The Iranian and Kurdish Women’s Rights Organisation (IKWRO) assisted a Syrian woman who was married off at the age of 16 to a British Syrian man, 11 years her senior.

When she was 18 she joined her husband in London, who was emotionally and physically abusive. She left him after six months, fleeing to a refuge provided by IKWRO.

Diana Nammi, IKWRO’s executive director, said: “In our refuge and advice team, we see first-hand how child marriage is causing lifelong harm to too many children. These girls have no concept of what marriage will mean for them in practice. Suddenly their childhood is stripped away and they bear the full responsibilities of marriage, without having the physical or emotional maturity to handle it.

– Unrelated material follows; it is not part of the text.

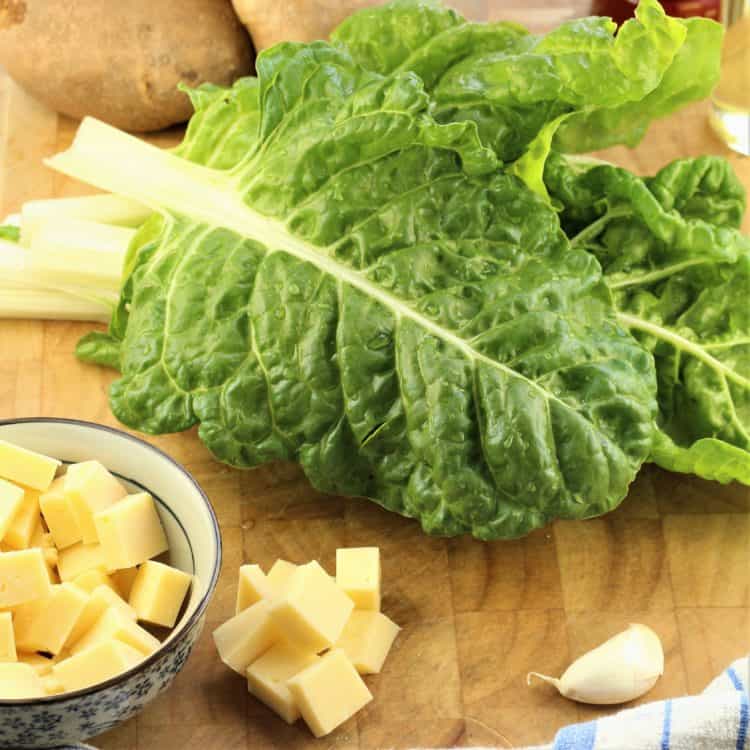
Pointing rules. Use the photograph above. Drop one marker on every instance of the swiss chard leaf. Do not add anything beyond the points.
(682, 285)
(367, 294)
(513, 84)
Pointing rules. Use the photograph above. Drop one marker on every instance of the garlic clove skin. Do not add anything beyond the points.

“The current law is holding back the police and social services from protecting children as it’s not fit for purpose to protect children from child marriage here within the UK or to stop men from the UK taking child brides from abroad.”

Official figures show the number of 16 and 17-year-old girls getting married fell from 348 in 2006 to 141 in 2016. This does not include marriages that took place abroad.

Many Commonwealth countries follow the legal lead of the UK. In Bangladesh, the official minimum age of matrimony is 18 for women, but a new provision allows child marriage with parental consent and permission from the courts. Lobbyists cited the current UK law as an example.

Last month, Egypt’s Al-Azhar University, one of the world’s most prestigious centres of Islamic learning, issued a non-binding fatwa (a religious ruling) against child marriage, setting out a minimum age for both sexes at 18.